Among the palæozoic members of the group are other genera closely allied to, but differing from _Calamites_ in some particulars. One of these is _Archæocalamites_, which has a cone almost identical with that of the living Equisetums, as it has no sterile bracts mingled with the umbrella-like sporophylls. Other genera are more complex than those described for _Calamites_, and even in the simple coned _Archæocalamites_ itself the leaves are finely branched and divided instead of being simple scales.

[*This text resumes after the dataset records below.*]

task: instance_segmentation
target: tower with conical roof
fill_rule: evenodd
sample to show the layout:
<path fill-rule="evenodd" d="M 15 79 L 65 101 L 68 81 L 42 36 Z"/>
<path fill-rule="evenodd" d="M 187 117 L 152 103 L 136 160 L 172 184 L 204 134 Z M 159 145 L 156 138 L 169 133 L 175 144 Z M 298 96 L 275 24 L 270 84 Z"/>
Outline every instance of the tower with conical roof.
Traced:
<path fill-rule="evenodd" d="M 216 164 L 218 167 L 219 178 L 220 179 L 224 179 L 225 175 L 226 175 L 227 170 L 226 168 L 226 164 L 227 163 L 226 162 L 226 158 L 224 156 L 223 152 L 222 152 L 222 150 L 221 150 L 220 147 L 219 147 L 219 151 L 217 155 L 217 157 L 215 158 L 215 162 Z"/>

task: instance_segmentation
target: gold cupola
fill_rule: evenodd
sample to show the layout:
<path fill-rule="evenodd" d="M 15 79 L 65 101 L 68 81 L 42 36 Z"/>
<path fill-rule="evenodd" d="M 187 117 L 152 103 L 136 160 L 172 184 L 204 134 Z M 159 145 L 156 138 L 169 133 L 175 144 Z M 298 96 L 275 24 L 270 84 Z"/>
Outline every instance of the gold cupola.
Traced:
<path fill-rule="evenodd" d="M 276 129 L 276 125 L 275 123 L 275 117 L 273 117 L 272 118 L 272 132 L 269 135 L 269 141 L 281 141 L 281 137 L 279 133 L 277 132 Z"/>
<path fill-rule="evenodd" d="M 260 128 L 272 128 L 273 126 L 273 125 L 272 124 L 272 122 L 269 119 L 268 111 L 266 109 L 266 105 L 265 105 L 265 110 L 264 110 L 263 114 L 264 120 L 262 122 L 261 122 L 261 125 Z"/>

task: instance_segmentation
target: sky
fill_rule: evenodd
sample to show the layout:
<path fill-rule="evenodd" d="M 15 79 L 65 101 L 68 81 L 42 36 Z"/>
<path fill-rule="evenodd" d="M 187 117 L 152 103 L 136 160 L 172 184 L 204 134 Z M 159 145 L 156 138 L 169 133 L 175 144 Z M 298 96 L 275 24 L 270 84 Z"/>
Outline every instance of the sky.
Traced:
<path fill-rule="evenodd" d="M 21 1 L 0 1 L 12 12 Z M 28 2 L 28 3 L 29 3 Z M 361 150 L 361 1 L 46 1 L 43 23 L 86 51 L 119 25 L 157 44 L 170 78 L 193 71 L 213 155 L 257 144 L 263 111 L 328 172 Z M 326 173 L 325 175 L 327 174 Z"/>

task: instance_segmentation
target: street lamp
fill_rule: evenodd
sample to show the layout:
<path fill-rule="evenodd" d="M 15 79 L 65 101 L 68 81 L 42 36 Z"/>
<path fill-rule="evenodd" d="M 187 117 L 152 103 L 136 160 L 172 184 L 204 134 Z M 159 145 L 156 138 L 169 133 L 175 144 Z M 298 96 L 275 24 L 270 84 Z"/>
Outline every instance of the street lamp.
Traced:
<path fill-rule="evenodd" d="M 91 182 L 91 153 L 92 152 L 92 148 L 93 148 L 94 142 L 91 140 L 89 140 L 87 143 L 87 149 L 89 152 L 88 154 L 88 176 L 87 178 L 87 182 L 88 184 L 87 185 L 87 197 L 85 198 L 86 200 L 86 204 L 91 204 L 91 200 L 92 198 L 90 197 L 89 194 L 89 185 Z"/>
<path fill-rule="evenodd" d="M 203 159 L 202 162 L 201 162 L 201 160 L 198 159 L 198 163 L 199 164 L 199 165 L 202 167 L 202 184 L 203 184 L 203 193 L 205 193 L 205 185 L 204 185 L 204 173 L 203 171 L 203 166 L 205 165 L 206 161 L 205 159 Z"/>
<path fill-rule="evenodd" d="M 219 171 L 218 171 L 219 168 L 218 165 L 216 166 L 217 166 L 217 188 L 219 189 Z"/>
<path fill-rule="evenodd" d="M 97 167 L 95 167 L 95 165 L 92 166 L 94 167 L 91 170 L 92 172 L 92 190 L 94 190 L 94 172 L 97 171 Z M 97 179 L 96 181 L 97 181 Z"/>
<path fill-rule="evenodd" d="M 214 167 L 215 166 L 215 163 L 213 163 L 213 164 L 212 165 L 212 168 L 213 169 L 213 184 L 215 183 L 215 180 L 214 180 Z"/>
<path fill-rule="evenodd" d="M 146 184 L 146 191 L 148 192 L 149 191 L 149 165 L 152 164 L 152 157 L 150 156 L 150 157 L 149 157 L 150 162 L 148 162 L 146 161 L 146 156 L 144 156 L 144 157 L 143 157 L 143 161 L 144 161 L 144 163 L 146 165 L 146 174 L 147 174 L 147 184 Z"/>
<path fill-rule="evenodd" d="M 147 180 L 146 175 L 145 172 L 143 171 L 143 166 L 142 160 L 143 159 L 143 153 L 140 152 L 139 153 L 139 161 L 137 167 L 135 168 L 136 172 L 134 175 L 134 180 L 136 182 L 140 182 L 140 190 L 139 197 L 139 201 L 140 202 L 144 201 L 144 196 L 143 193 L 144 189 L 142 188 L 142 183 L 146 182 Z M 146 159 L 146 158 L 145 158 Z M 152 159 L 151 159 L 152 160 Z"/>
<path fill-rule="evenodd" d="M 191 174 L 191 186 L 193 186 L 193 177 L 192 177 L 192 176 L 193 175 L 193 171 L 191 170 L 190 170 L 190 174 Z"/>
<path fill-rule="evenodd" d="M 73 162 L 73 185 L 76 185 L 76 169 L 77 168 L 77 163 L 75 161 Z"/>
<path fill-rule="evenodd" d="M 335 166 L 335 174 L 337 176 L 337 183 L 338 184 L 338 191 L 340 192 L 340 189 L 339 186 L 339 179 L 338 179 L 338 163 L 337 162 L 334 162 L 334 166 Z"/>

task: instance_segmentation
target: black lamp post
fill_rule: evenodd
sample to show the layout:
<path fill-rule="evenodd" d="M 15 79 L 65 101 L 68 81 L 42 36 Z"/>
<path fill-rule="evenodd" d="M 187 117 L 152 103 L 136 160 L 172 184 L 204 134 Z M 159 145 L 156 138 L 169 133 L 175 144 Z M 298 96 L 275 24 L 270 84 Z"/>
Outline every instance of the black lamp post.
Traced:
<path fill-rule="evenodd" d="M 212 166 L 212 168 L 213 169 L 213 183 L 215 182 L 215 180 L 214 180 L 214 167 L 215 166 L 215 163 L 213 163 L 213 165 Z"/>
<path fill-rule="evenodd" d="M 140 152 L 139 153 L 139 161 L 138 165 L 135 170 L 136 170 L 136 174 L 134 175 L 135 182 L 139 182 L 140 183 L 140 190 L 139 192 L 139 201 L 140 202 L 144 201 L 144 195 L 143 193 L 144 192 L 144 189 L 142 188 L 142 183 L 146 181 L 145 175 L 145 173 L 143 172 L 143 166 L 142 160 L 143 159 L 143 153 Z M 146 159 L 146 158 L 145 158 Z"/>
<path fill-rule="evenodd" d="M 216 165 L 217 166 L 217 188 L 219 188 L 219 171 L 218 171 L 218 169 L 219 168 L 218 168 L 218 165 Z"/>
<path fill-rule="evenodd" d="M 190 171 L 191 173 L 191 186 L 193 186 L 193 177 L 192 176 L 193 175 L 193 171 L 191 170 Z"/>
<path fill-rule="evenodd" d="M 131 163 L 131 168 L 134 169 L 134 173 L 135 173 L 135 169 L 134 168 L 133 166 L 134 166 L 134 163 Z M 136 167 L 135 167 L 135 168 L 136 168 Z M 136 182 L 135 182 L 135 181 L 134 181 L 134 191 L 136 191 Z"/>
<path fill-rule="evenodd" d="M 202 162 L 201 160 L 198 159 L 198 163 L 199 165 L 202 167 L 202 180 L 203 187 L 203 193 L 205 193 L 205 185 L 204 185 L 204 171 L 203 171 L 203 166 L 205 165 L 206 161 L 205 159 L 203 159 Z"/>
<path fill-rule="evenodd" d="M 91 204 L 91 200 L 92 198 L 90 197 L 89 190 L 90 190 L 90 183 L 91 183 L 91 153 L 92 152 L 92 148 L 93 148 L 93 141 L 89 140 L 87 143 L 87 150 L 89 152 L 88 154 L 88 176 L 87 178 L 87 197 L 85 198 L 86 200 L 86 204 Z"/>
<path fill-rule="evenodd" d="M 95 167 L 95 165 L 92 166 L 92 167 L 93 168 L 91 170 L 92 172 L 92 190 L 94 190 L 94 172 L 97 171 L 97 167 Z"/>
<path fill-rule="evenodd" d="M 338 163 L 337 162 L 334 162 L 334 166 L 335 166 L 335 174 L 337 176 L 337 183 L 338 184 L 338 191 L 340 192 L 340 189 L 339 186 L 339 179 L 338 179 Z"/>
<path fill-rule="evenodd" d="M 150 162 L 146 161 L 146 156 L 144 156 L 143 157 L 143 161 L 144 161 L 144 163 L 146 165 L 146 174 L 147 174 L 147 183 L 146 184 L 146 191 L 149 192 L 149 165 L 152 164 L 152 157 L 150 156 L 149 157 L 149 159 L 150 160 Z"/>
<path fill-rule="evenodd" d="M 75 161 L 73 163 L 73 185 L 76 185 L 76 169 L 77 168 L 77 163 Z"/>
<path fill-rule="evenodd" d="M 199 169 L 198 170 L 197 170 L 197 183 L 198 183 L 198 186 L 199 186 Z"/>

But no genus is so completely known as is _Calamites_, which will itself suffice as an illustration of the palæozoic Equisetaceæ. Though the genus, as was pointed out above, shows several important characters differing from those of Equisetum, and parallel to some extent to those of the palæozoic Lycopods, yet these features are more of a physiological nature than a systematic one, and they throw no light on the origin of the family or on its connection with the other Pteridophytes. It is in the extinct family dealt with in the next chapter that we find what some consider as a clue to the solution of these problems.